Harisch versucht seit einiger Zeit, DeTe Medien beim Geschäft mit Telefondaten Konkurrenz zu machen. Dabei findet er sich mit schöner Regelmäßigkeit vor Gericht wieder - mal wegen Go Yellows Logofarbton (Telekom-Gelbe-Seiten-Gelb), mal wegen des Werbeslogans ("Die neuen gelben Seiten"). Der Löschungsantrag ist gewissermaßen Harischs nukleare Option: Gelänge es ihm, die Gelben Seiten auszulöschen, entfiele die Grundlage der meisten Rechtsstreitereien mit DeTe Medien.
Go Yellow argumentiert, dass die Gelben Seiten keine Marke, sondern ein Gattungsbegriff sind. "Schließlich ist der Name weltweit gleich - siehe Pages Jaunes oder Páginas Amarillas", sagt Harisch. Und selbst wenn die Gelben Seiten eine Marke seien, so der Manager listig, dann gehöre die keinesfalls DeTe Medien. "Das stammt aus Monopolzeiten, und nirgendwo steht, dass die Rechte der Telekom zugeschlagen werden sollen", sagt er.

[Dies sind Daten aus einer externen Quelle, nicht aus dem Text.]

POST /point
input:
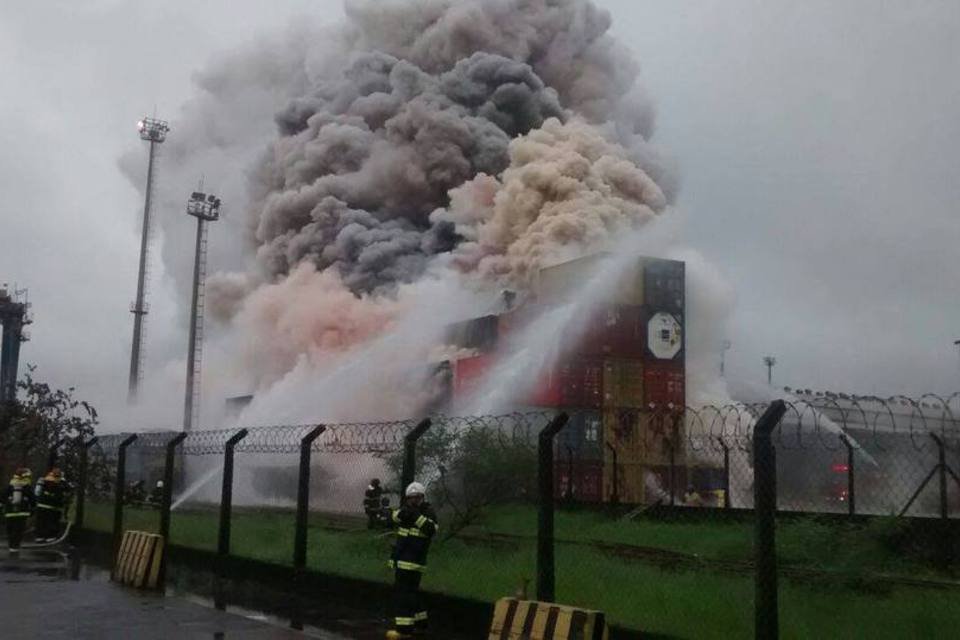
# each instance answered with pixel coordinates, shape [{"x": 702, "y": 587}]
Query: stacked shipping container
[{"x": 622, "y": 380}]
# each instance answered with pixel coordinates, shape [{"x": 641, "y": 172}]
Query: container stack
[{"x": 621, "y": 378}]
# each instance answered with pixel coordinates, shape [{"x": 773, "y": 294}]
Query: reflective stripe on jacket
[
  {"x": 18, "y": 500},
  {"x": 416, "y": 526}
]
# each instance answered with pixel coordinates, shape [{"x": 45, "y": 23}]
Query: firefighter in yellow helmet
[
  {"x": 51, "y": 493},
  {"x": 416, "y": 525},
  {"x": 18, "y": 502}
]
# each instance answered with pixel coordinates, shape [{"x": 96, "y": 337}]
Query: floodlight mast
[
  {"x": 155, "y": 132},
  {"x": 205, "y": 208}
]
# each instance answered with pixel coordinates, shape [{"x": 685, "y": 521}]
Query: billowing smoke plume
[{"x": 423, "y": 138}]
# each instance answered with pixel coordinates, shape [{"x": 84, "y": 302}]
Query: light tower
[
  {"x": 769, "y": 361},
  {"x": 155, "y": 132},
  {"x": 14, "y": 315},
  {"x": 205, "y": 208}
]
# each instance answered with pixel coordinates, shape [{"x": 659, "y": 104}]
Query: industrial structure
[
  {"x": 205, "y": 208},
  {"x": 14, "y": 315},
  {"x": 155, "y": 132},
  {"x": 621, "y": 379}
]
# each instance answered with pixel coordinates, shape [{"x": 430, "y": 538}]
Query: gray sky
[{"x": 817, "y": 143}]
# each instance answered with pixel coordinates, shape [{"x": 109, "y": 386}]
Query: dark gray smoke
[
  {"x": 363, "y": 160},
  {"x": 430, "y": 95}
]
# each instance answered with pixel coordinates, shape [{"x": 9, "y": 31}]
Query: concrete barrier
[
  {"x": 530, "y": 620},
  {"x": 138, "y": 562}
]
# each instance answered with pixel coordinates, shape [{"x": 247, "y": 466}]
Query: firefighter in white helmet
[{"x": 416, "y": 524}]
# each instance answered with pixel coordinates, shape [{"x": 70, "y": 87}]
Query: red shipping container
[
  {"x": 613, "y": 331},
  {"x": 664, "y": 385},
  {"x": 581, "y": 383},
  {"x": 574, "y": 382},
  {"x": 585, "y": 484}
]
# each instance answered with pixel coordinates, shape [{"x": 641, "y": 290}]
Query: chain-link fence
[{"x": 646, "y": 513}]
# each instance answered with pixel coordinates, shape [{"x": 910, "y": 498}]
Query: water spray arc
[
  {"x": 205, "y": 208},
  {"x": 155, "y": 132}
]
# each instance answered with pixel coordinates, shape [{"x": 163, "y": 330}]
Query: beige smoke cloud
[
  {"x": 567, "y": 191},
  {"x": 308, "y": 315}
]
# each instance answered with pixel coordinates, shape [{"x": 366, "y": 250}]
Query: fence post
[
  {"x": 82, "y": 482},
  {"x": 546, "y": 579},
  {"x": 303, "y": 499},
  {"x": 118, "y": 493},
  {"x": 226, "y": 498},
  {"x": 409, "y": 472},
  {"x": 568, "y": 494},
  {"x": 766, "y": 625},
  {"x": 726, "y": 473},
  {"x": 851, "y": 485},
  {"x": 941, "y": 474},
  {"x": 165, "y": 498},
  {"x": 615, "y": 493}
]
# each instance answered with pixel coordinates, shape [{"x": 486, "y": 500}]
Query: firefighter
[
  {"x": 416, "y": 525},
  {"x": 51, "y": 495},
  {"x": 17, "y": 504},
  {"x": 385, "y": 515},
  {"x": 371, "y": 502}
]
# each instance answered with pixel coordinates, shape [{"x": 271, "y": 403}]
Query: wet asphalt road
[{"x": 47, "y": 594}]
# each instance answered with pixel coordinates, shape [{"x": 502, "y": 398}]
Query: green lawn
[{"x": 700, "y": 603}]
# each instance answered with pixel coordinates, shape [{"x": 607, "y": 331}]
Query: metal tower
[
  {"x": 155, "y": 132},
  {"x": 769, "y": 362},
  {"x": 14, "y": 315},
  {"x": 205, "y": 208}
]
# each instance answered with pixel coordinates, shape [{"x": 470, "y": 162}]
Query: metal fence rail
[{"x": 843, "y": 456}]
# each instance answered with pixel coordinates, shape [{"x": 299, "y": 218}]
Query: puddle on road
[{"x": 322, "y": 616}]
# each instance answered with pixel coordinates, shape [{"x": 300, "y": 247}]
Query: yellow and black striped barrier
[
  {"x": 138, "y": 562},
  {"x": 530, "y": 620}
]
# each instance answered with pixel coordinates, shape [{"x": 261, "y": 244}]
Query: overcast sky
[{"x": 818, "y": 144}]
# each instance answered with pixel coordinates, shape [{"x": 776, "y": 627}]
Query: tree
[
  {"x": 471, "y": 468},
  {"x": 40, "y": 418}
]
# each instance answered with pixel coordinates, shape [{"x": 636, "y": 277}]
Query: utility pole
[
  {"x": 205, "y": 208},
  {"x": 14, "y": 315},
  {"x": 956, "y": 343},
  {"x": 723, "y": 357},
  {"x": 155, "y": 132},
  {"x": 769, "y": 361}
]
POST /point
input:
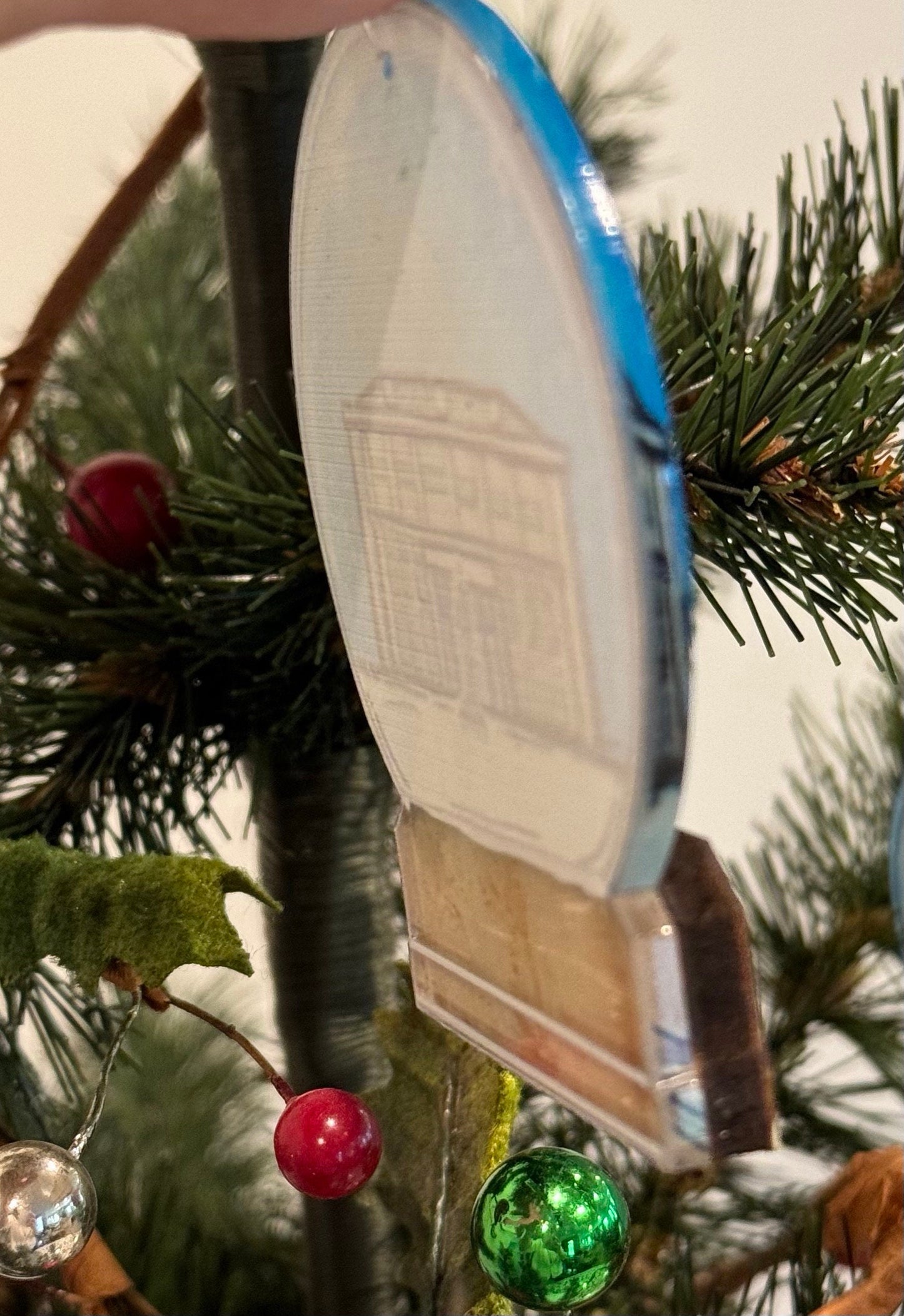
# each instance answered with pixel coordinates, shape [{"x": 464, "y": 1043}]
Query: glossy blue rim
[{"x": 624, "y": 332}]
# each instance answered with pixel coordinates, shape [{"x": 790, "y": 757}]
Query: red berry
[
  {"x": 327, "y": 1143},
  {"x": 118, "y": 508}
]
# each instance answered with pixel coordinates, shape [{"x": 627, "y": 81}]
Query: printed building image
[{"x": 465, "y": 514}]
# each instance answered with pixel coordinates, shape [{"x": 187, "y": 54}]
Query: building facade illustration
[{"x": 467, "y": 539}]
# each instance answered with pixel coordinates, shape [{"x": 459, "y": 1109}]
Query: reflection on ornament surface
[
  {"x": 551, "y": 1230},
  {"x": 48, "y": 1208}
]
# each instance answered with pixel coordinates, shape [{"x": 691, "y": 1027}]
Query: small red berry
[
  {"x": 118, "y": 507},
  {"x": 327, "y": 1143}
]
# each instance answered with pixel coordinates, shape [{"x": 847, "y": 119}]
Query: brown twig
[
  {"x": 162, "y": 998},
  {"x": 24, "y": 367}
]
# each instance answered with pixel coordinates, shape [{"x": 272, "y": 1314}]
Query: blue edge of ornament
[{"x": 616, "y": 302}]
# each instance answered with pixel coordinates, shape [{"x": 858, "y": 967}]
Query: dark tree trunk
[
  {"x": 325, "y": 828},
  {"x": 325, "y": 853}
]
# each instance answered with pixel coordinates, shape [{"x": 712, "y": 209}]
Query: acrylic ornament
[
  {"x": 551, "y": 1230},
  {"x": 499, "y": 507}
]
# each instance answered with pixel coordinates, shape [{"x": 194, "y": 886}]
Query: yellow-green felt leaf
[
  {"x": 447, "y": 1118},
  {"x": 153, "y": 911}
]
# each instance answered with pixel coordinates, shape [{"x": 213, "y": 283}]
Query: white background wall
[{"x": 746, "y": 83}]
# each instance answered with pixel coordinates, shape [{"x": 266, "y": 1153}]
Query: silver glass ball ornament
[{"x": 48, "y": 1208}]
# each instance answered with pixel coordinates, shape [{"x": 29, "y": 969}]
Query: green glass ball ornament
[{"x": 551, "y": 1230}]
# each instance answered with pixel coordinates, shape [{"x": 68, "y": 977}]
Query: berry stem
[{"x": 233, "y": 1033}]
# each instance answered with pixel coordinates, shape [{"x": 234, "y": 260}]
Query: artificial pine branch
[{"x": 787, "y": 406}]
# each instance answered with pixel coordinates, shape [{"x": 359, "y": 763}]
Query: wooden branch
[
  {"x": 861, "y": 1228},
  {"x": 24, "y": 367}
]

Peter Littmann von der Markenberatung Brandinsider bezeichnet die Argumentation als "nicht unvernünftig". Bereits die Deutsche Post habe erfahren müssen, dass "Post" nicht schützbar sei. "Vom Gefühl her würde ich eher Aktien von Herrn Harisch kaufen", sagt Littmann. Ob das DPMA dies auch so sieht, entscheidet sich demnächst. Am Mittwoch endet die Frist, innerhalb deren die Streithähne Schriftsätze bei der Behörde einreichen können. Eine Entscheidung soll im Mai oder im Juni dieses Jahres fallen.